Fish Eye View


Fish Eye View

Above: Underwater image of Tui Chub (Photo by Pete Baki, ODFW)

Written by Pete Baki and Tim Akimoff, ODFW

The native fish species in the Malheur National Wildlife Refuge have been isolated in the springs and waterways there since the Pleistocene era or around 11,000 to 13,000 years ago. Then, the remnants of large glacial lakes in the region subsided leaving behind a closed basin, or a basin that does not drain to the ocean.

Speckled Dace

That’s a long time to develop your own distinct personality if you’re a small fish. This isolation is something very attractive to fish biologists eager to learn more about how these fish have adapted to and continue to evolve in unique habitats.

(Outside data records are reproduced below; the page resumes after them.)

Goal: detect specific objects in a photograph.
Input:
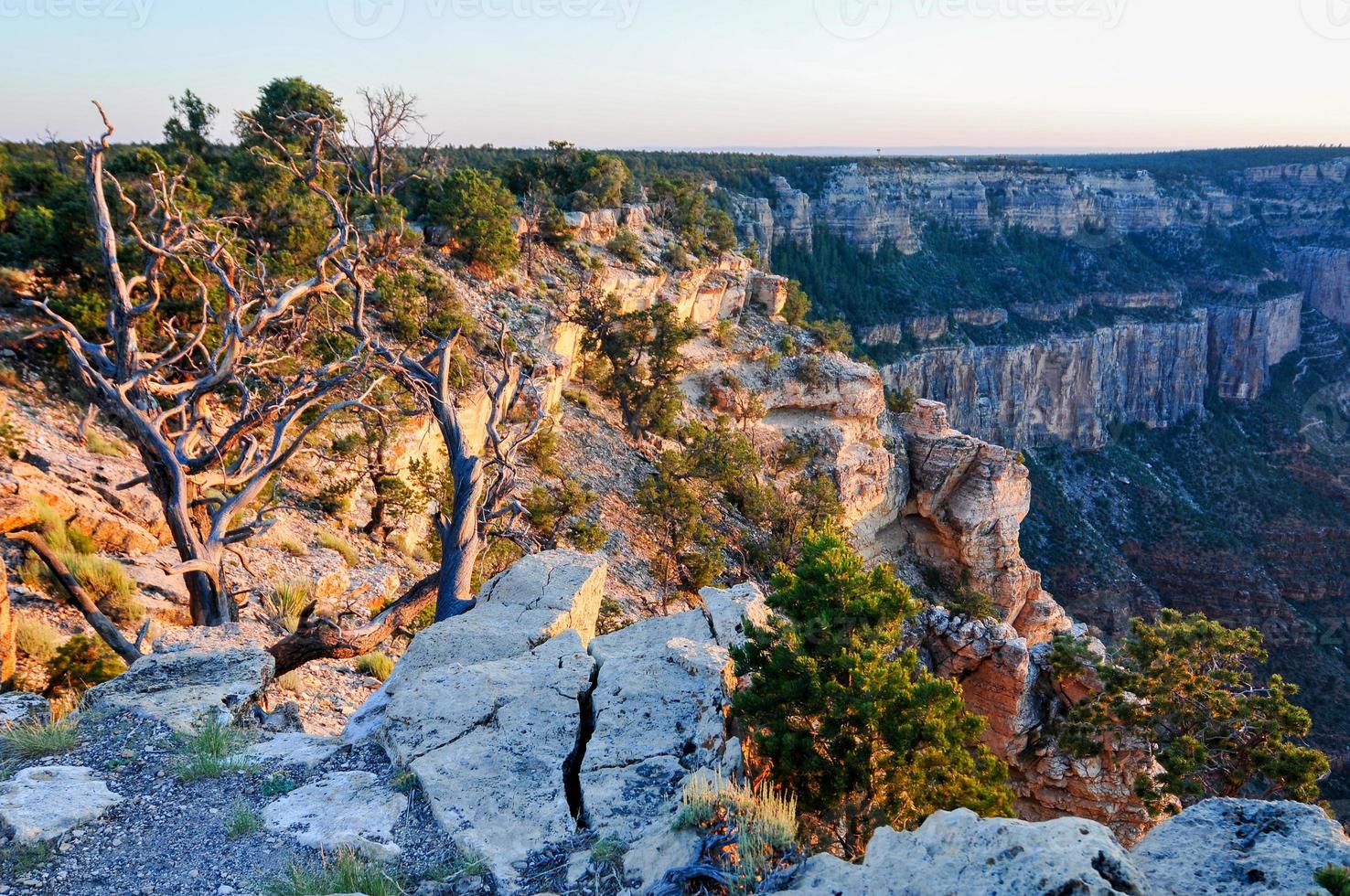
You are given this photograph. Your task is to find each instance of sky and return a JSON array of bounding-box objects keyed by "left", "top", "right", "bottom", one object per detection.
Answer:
[{"left": 0, "top": 0, "right": 1350, "bottom": 153}]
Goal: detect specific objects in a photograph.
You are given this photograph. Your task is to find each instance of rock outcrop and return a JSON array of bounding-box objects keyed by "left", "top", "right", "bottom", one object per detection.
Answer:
[
  {"left": 346, "top": 552, "right": 766, "bottom": 885},
  {"left": 581, "top": 586, "right": 766, "bottom": 843},
  {"left": 0, "top": 765, "right": 122, "bottom": 843},
  {"left": 792, "top": 810, "right": 1151, "bottom": 896},
  {"left": 686, "top": 352, "right": 907, "bottom": 550},
  {"left": 899, "top": 400, "right": 1069, "bottom": 644},
  {"left": 794, "top": 800, "right": 1350, "bottom": 896},
  {"left": 1207, "top": 293, "right": 1302, "bottom": 400},
  {"left": 883, "top": 317, "right": 1208, "bottom": 448},
  {"left": 883, "top": 295, "right": 1302, "bottom": 448},
  {"left": 1131, "top": 799, "right": 1350, "bottom": 896},
  {"left": 879, "top": 400, "right": 1151, "bottom": 843},
  {"left": 732, "top": 162, "right": 1193, "bottom": 253},
  {"left": 85, "top": 624, "right": 275, "bottom": 731}
]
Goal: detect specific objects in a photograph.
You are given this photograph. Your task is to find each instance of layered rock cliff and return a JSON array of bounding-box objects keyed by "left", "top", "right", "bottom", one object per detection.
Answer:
[
  {"left": 1284, "top": 247, "right": 1350, "bottom": 324},
  {"left": 733, "top": 162, "right": 1204, "bottom": 253},
  {"left": 883, "top": 295, "right": 1302, "bottom": 448}
]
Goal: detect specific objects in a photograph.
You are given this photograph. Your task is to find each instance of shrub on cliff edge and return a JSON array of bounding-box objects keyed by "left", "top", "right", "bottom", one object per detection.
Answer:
[{"left": 732, "top": 529, "right": 1012, "bottom": 859}]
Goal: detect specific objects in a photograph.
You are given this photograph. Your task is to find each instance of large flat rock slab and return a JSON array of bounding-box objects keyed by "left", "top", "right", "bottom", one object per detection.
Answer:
[
  {"left": 262, "top": 772, "right": 408, "bottom": 859},
  {"left": 581, "top": 610, "right": 731, "bottom": 842},
  {"left": 395, "top": 550, "right": 609, "bottom": 675},
  {"left": 792, "top": 808, "right": 1153, "bottom": 896},
  {"left": 85, "top": 624, "right": 275, "bottom": 731},
  {"left": 0, "top": 765, "right": 122, "bottom": 843},
  {"left": 1131, "top": 799, "right": 1350, "bottom": 896},
  {"left": 380, "top": 630, "right": 594, "bottom": 881}
]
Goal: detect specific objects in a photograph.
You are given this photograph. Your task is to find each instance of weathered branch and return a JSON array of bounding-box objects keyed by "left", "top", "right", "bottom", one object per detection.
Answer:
[
  {"left": 6, "top": 532, "right": 143, "bottom": 666},
  {"left": 267, "top": 571, "right": 461, "bottom": 675}
]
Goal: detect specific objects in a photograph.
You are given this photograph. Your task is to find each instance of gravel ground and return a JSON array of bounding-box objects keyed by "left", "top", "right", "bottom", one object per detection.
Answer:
[{"left": 0, "top": 714, "right": 480, "bottom": 896}]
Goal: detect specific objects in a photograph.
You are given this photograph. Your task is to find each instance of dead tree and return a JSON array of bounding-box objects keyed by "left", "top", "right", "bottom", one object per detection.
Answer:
[
  {"left": 248, "top": 120, "right": 547, "bottom": 673},
  {"left": 29, "top": 104, "right": 366, "bottom": 626},
  {"left": 269, "top": 329, "right": 547, "bottom": 675},
  {"left": 343, "top": 86, "right": 437, "bottom": 198}
]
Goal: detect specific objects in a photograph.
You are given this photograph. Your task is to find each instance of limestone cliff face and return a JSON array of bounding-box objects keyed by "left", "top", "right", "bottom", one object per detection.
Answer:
[
  {"left": 734, "top": 162, "right": 1193, "bottom": 252},
  {"left": 899, "top": 400, "right": 1069, "bottom": 643},
  {"left": 1208, "top": 293, "right": 1302, "bottom": 400},
  {"left": 1284, "top": 246, "right": 1350, "bottom": 324},
  {"left": 883, "top": 317, "right": 1208, "bottom": 448},
  {"left": 883, "top": 295, "right": 1302, "bottom": 448},
  {"left": 877, "top": 400, "right": 1149, "bottom": 842}
]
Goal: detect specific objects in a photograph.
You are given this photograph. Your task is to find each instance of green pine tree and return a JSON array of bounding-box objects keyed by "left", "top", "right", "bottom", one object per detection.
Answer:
[{"left": 732, "top": 529, "right": 1013, "bottom": 859}]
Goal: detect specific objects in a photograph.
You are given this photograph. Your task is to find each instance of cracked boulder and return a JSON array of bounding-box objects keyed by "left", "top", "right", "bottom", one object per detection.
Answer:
[
  {"left": 380, "top": 550, "right": 609, "bottom": 675},
  {"left": 262, "top": 772, "right": 408, "bottom": 859},
  {"left": 0, "top": 691, "right": 51, "bottom": 730},
  {"left": 0, "top": 765, "right": 122, "bottom": 843},
  {"left": 378, "top": 634, "right": 594, "bottom": 881},
  {"left": 1131, "top": 799, "right": 1350, "bottom": 896},
  {"left": 792, "top": 808, "right": 1150, "bottom": 896},
  {"left": 343, "top": 550, "right": 609, "bottom": 741},
  {"left": 581, "top": 584, "right": 768, "bottom": 863},
  {"left": 85, "top": 624, "right": 275, "bottom": 731}
]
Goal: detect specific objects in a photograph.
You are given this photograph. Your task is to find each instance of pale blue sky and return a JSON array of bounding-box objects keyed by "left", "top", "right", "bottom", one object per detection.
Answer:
[{"left": 0, "top": 0, "right": 1350, "bottom": 150}]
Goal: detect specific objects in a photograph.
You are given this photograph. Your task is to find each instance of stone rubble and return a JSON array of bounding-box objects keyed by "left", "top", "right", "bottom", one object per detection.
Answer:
[{"left": 262, "top": 772, "right": 408, "bottom": 859}]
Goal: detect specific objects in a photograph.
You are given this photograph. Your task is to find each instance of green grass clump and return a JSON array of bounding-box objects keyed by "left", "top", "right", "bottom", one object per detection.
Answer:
[
  {"left": 0, "top": 408, "right": 28, "bottom": 460},
  {"left": 675, "top": 773, "right": 797, "bottom": 896},
  {"left": 277, "top": 669, "right": 305, "bottom": 694},
  {"left": 0, "top": 720, "right": 80, "bottom": 760},
  {"left": 258, "top": 772, "right": 300, "bottom": 796},
  {"left": 263, "top": 850, "right": 405, "bottom": 896},
  {"left": 15, "top": 616, "right": 60, "bottom": 664},
  {"left": 0, "top": 842, "right": 51, "bottom": 877},
  {"left": 262, "top": 579, "right": 315, "bottom": 632},
  {"left": 389, "top": 768, "right": 417, "bottom": 794},
  {"left": 174, "top": 720, "right": 250, "bottom": 783},
  {"left": 48, "top": 635, "right": 127, "bottom": 697},
  {"left": 591, "top": 837, "right": 627, "bottom": 865},
  {"left": 19, "top": 504, "right": 145, "bottom": 624},
  {"left": 318, "top": 532, "right": 360, "bottom": 570},
  {"left": 354, "top": 653, "right": 394, "bottom": 681},
  {"left": 225, "top": 800, "right": 262, "bottom": 838},
  {"left": 85, "top": 429, "right": 127, "bottom": 457}
]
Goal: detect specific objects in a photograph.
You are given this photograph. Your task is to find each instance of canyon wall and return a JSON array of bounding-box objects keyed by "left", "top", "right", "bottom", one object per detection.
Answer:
[
  {"left": 731, "top": 162, "right": 1198, "bottom": 253},
  {"left": 1284, "top": 246, "right": 1350, "bottom": 324},
  {"left": 883, "top": 315, "right": 1208, "bottom": 448},
  {"left": 883, "top": 294, "right": 1302, "bottom": 448}
]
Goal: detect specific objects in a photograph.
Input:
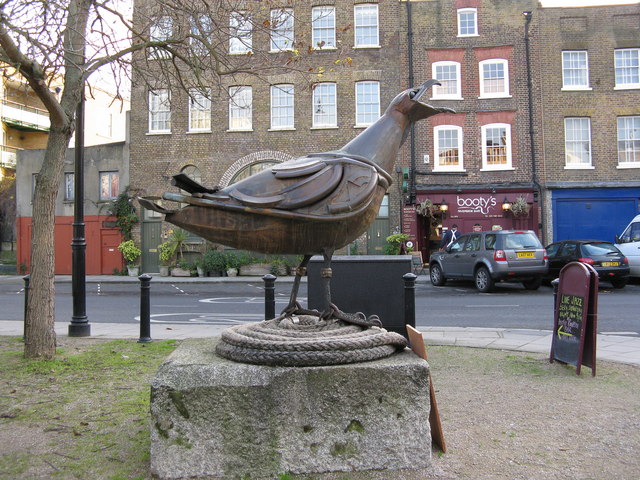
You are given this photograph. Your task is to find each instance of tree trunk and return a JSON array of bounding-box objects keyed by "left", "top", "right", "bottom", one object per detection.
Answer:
[{"left": 24, "top": 126, "right": 72, "bottom": 358}]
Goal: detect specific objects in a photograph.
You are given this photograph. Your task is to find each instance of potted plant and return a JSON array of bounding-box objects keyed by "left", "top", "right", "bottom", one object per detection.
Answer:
[
  {"left": 158, "top": 241, "right": 176, "bottom": 277},
  {"left": 118, "top": 240, "right": 142, "bottom": 277}
]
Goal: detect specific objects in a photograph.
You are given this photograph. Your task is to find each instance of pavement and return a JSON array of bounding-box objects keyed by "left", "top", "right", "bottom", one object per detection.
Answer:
[{"left": 0, "top": 275, "right": 640, "bottom": 366}]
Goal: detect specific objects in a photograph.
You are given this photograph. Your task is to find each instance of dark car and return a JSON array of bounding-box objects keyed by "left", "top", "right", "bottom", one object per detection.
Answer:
[
  {"left": 545, "top": 240, "right": 629, "bottom": 288},
  {"left": 429, "top": 230, "right": 547, "bottom": 292}
]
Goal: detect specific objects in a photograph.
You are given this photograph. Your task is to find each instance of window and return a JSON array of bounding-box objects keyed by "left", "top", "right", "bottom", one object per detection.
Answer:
[
  {"left": 149, "top": 17, "right": 173, "bottom": 58},
  {"left": 564, "top": 118, "right": 592, "bottom": 168},
  {"left": 562, "top": 51, "right": 589, "bottom": 90},
  {"left": 313, "top": 83, "right": 338, "bottom": 127},
  {"left": 458, "top": 8, "right": 478, "bottom": 37},
  {"left": 229, "top": 87, "right": 253, "bottom": 130},
  {"left": 431, "top": 62, "right": 462, "bottom": 100},
  {"left": 356, "top": 82, "right": 380, "bottom": 125},
  {"left": 149, "top": 89, "right": 171, "bottom": 133},
  {"left": 480, "top": 59, "right": 509, "bottom": 98},
  {"left": 618, "top": 117, "right": 640, "bottom": 167},
  {"left": 615, "top": 48, "right": 640, "bottom": 88},
  {"left": 64, "top": 172, "right": 76, "bottom": 202},
  {"left": 229, "top": 12, "right": 253, "bottom": 54},
  {"left": 311, "top": 7, "right": 336, "bottom": 49},
  {"left": 271, "top": 8, "right": 294, "bottom": 52},
  {"left": 271, "top": 85, "right": 294, "bottom": 130},
  {"left": 189, "top": 15, "right": 213, "bottom": 56},
  {"left": 353, "top": 4, "right": 380, "bottom": 48},
  {"left": 189, "top": 88, "right": 211, "bottom": 132},
  {"left": 433, "top": 125, "right": 464, "bottom": 171},
  {"left": 100, "top": 172, "right": 120, "bottom": 200},
  {"left": 482, "top": 123, "right": 511, "bottom": 170}
]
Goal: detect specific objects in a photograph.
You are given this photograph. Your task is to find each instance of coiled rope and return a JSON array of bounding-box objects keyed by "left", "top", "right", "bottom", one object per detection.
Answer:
[{"left": 216, "top": 315, "right": 407, "bottom": 367}]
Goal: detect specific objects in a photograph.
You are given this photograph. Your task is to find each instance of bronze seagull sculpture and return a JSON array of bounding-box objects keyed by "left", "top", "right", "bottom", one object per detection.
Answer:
[{"left": 138, "top": 80, "right": 453, "bottom": 325}]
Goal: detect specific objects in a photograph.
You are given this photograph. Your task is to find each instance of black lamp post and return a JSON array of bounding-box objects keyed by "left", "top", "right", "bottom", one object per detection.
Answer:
[{"left": 69, "top": 82, "right": 91, "bottom": 337}]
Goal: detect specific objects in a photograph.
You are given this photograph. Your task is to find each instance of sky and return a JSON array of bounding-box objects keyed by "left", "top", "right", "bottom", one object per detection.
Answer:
[{"left": 540, "top": 0, "right": 640, "bottom": 7}]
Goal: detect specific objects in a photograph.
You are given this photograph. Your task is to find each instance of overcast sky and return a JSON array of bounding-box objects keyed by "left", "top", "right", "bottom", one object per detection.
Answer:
[{"left": 540, "top": 0, "right": 640, "bottom": 7}]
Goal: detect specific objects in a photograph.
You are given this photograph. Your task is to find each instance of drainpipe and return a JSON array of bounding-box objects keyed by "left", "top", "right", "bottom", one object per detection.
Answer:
[
  {"left": 522, "top": 12, "right": 546, "bottom": 244},
  {"left": 405, "top": 1, "right": 416, "bottom": 205}
]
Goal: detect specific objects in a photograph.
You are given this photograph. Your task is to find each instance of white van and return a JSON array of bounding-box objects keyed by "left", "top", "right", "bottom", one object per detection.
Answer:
[{"left": 616, "top": 215, "right": 640, "bottom": 277}]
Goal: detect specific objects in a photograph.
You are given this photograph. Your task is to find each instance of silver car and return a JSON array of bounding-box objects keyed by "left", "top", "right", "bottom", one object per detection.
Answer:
[{"left": 429, "top": 230, "right": 549, "bottom": 292}]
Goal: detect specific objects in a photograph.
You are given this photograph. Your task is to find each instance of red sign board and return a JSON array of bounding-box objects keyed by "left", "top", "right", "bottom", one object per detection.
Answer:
[{"left": 550, "top": 262, "right": 598, "bottom": 376}]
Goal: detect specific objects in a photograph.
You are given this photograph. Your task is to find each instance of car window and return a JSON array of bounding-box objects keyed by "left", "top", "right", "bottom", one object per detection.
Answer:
[
  {"left": 560, "top": 243, "right": 578, "bottom": 257},
  {"left": 547, "top": 243, "right": 562, "bottom": 257},
  {"left": 582, "top": 242, "right": 620, "bottom": 257},
  {"left": 448, "top": 237, "right": 467, "bottom": 252},
  {"left": 464, "top": 235, "right": 480, "bottom": 252},
  {"left": 484, "top": 233, "right": 496, "bottom": 250}
]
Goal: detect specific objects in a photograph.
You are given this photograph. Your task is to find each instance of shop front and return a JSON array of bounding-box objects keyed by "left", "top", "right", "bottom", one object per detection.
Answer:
[{"left": 402, "top": 189, "right": 539, "bottom": 262}]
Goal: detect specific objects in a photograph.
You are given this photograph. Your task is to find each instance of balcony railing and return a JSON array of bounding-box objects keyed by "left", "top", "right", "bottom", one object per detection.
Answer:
[
  {"left": 0, "top": 145, "right": 20, "bottom": 169},
  {"left": 1, "top": 99, "right": 51, "bottom": 132}
]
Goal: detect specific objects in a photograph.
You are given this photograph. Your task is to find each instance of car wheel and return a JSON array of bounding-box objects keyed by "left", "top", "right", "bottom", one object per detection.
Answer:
[
  {"left": 429, "top": 263, "right": 445, "bottom": 287},
  {"left": 611, "top": 278, "right": 629, "bottom": 288},
  {"left": 522, "top": 278, "right": 542, "bottom": 290},
  {"left": 475, "top": 267, "right": 494, "bottom": 293}
]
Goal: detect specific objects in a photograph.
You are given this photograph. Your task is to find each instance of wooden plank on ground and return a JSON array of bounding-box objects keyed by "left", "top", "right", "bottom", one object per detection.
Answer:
[{"left": 407, "top": 325, "right": 447, "bottom": 453}]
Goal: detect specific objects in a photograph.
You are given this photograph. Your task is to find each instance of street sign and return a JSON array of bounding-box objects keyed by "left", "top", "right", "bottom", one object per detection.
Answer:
[{"left": 549, "top": 262, "right": 598, "bottom": 376}]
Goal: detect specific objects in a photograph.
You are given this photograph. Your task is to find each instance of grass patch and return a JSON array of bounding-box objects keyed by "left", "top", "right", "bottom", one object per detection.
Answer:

Tim Akimoff and I spent a week in March photographing fish underwater and collecting genetic samples from several species in five waterbodies on the refuge. Our goal being to broaden the study of these fish enough that scientists can determine just how unique they are from their cousins in other basins. Furthermore, providing a record for natural history collections where very few currently exist for these fish today.

Tim and I focused on Speckled dace, Redside shiner and Tui chub, and the genetic samples from these species have been provided to the Oregon State Ichthyology Collection and to labs where we’ll await further funding for DNA sequencing. DNA Sequencing will help us understand biogeography, population, genetics, evolutionary relationships, and systematics.

Redside Shiner

Photography was challenging as the soft substrate often kicked up leaving a lot of feedback for digital cameras to try to focus through, but out of sheer determination, we were able to make some photographs and videos that show these minnows living in their habitat within the refuge.

We gathered genetic samples from five locations within the refuge and plan on returning in the summer of 2024 to access areas that are typically flooded or inaccessible in spring. It is our hope that funding will become available soon to process these samples and gain more understanding of the world of these minnows and their unique habitat in Malheur National Wildlife Refuge.